Beard’s new book, The Hunt for the Dawn Monkey, is scheduled for publication by the University of California Press in December 2004. He is the Museum of Natural History’s curator and head of the Section of Vertebrate Paleontology, and a past winner of a MacArthur "genius" grant. In this book, he is joined by his colleague, Museum Illustrator Mark Klingler, in revealing “the dawn of recent life.”

The search for primate fossils takes readers back roughly 45 million years into the Eocene Period, where they discover a tantalizing new perspective on man’s deepest evolutionary roots. In a fast-paced narrative full of vivid stories from the field, Beard reconstructs man’s extended family tree, showing that the first anthropoids—the diverse and successful group that includes monkeys, apes, and humans—evolved millions of years earlier than was previously suspected and emerged in Asia rather than Africa.
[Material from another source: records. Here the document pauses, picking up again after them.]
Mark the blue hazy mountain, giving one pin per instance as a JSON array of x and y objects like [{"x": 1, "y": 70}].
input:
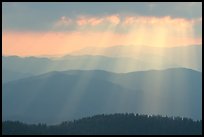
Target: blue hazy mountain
[
  {"x": 183, "y": 56},
  {"x": 118, "y": 59},
  {"x": 9, "y": 75},
  {"x": 57, "y": 96}
]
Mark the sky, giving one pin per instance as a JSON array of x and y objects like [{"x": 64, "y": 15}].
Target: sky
[{"x": 40, "y": 28}]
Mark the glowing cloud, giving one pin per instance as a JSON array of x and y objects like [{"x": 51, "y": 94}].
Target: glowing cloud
[{"x": 103, "y": 32}]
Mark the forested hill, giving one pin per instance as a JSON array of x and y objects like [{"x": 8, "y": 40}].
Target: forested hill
[{"x": 119, "y": 124}]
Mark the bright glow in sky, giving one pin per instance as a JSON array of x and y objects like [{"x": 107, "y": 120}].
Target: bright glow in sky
[{"x": 49, "y": 33}]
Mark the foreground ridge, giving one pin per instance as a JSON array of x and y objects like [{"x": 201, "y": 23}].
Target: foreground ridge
[{"x": 118, "y": 124}]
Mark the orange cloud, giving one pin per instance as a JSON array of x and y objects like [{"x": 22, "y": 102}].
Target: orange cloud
[
  {"x": 64, "y": 21},
  {"x": 150, "y": 31}
]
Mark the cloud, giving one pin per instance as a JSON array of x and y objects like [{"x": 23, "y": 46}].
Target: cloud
[
  {"x": 103, "y": 31},
  {"x": 63, "y": 21}
]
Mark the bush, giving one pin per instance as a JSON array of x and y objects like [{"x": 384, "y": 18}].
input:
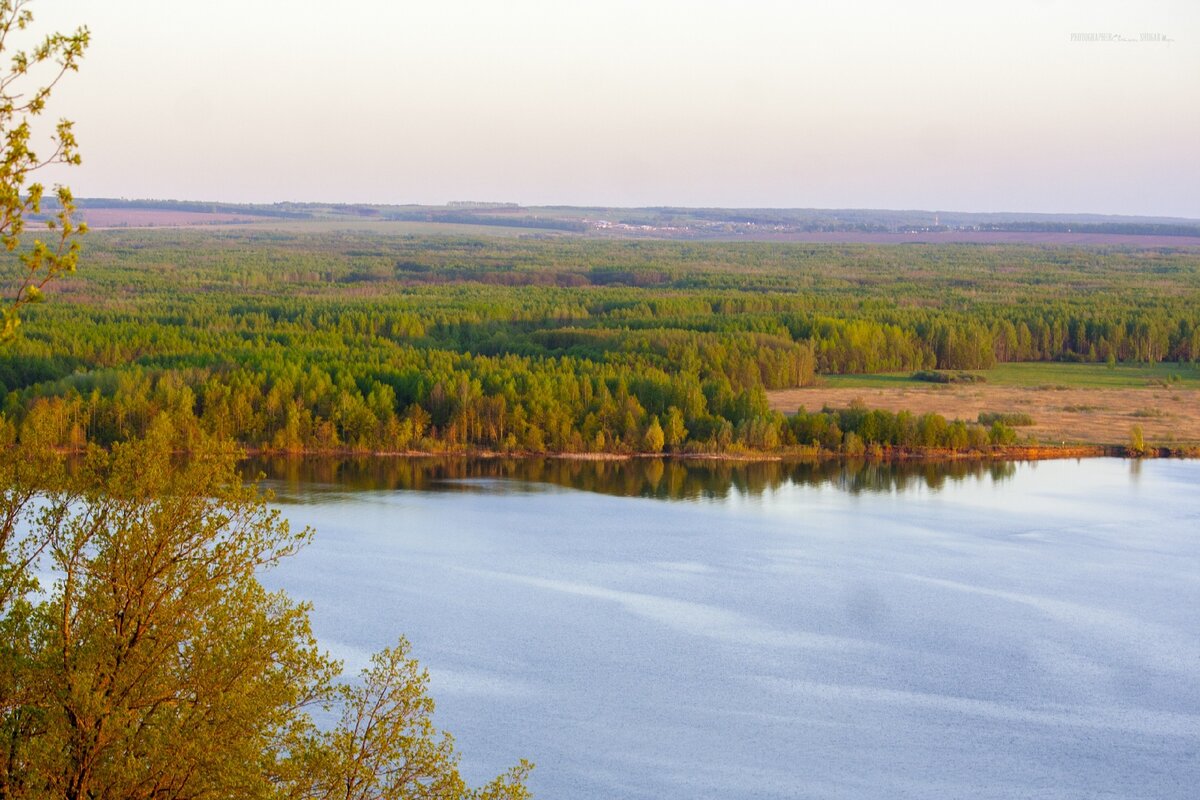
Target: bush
[{"x": 1012, "y": 419}]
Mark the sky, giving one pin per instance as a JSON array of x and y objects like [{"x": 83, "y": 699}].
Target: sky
[{"x": 963, "y": 106}]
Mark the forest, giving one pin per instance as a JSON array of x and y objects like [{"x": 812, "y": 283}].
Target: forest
[{"x": 305, "y": 341}]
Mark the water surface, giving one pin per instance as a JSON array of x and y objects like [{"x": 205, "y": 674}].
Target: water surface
[{"x": 657, "y": 630}]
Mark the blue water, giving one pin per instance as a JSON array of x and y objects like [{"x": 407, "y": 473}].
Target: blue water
[{"x": 1029, "y": 635}]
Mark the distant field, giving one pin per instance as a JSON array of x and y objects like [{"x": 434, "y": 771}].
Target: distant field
[
  {"x": 1075, "y": 376},
  {"x": 1068, "y": 402}
]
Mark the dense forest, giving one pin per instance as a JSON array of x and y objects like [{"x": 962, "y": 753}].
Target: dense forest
[{"x": 294, "y": 341}]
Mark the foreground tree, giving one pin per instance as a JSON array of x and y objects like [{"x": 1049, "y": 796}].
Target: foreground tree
[
  {"x": 157, "y": 666},
  {"x": 35, "y": 70}
]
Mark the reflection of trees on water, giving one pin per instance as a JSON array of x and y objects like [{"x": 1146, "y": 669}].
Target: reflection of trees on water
[{"x": 649, "y": 477}]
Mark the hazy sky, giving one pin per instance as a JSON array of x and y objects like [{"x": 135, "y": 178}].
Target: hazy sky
[{"x": 965, "y": 106}]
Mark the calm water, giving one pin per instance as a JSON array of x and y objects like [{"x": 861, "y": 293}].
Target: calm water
[{"x": 657, "y": 631}]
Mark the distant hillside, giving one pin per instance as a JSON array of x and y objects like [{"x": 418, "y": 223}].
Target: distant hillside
[{"x": 670, "y": 222}]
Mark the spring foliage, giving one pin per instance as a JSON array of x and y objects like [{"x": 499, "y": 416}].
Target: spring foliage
[
  {"x": 143, "y": 659},
  {"x": 35, "y": 68}
]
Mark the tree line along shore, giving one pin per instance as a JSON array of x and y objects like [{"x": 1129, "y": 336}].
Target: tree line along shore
[{"x": 352, "y": 342}]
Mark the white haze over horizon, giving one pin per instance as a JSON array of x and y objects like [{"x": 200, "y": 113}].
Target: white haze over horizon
[{"x": 970, "y": 107}]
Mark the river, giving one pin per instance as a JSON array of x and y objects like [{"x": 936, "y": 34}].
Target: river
[{"x": 660, "y": 630}]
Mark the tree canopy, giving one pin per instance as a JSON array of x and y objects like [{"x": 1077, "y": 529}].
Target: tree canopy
[
  {"x": 35, "y": 67},
  {"x": 142, "y": 657}
]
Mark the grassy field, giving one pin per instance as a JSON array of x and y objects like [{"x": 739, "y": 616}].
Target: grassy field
[
  {"x": 1048, "y": 374},
  {"x": 1071, "y": 403}
]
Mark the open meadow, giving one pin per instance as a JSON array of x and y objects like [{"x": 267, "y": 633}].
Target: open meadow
[{"x": 1069, "y": 403}]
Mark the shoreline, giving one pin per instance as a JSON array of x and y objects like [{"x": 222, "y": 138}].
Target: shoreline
[{"x": 1015, "y": 452}]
Part of the story is the saga of two centuries of scientific exploration in search of anthropoid origins, from the early work of Georges Cuvier, the father of paleontology, to the latest discoveries in Asia, Africa, and North America's Rocky Mountains. Against this historical backdrop, Beard weaves the story of how his own expeditions have unearthed crucial fossils—including the controversial primate Eosimias—that support his compelling new vision of anthropoid evolution.

In the only book written for a wide audience that explores this remote phase of humankind’s evolutionary history, The Hunt for the Dawn Monkey adds a fascinating new chapter to man’s understanding of humanity's relationship to the rest of life on earth.

A Lecture and Book-signing by Author Chris Beard
Tuesday, November 9, 7 p.m.
Chris Beard discusses his research for the Hunt for the Dawn Monkey in a free lecture in the Carnegie Museum of Art Theater. After the lecture there will be a book signing.

Ancient Bronzes of the Asian Grasslands
from the Arthur M. Sackler Foundation

Through January 2, 2005

The exhibition Ancient Bronzes of the Asian Grasslands from the Arthur M. Sackler Foundation brings to life the complex cultures that flourished across the Asian grasslands from northern China and Mongolia into Eastern Europe. It shows through bronze artwork how these people influenced and were influenced by the culture of dynastic China, and it illustrates the important role of the steppe dwellers in facilitating trade and travel along the Silk Route across Asia.


Fabulous Sale of Alaskan Native Arts
Through centuries of subsistence living, the indigenous peoples of Alaska have sustained an astoundingly diverse creative heritage. Please join the Alaska Native Arts Foundation at Carnegie Museum of Natural History for a rare opportunity to view and learn about the arts of Alaska’s first peoples. On December 11 and 12, there will be sculptures, carvings, containers, jewelry, and more on display and for sale on the Third Floor Balcony and in Polar World: Wyckoff Hall of Polar Life.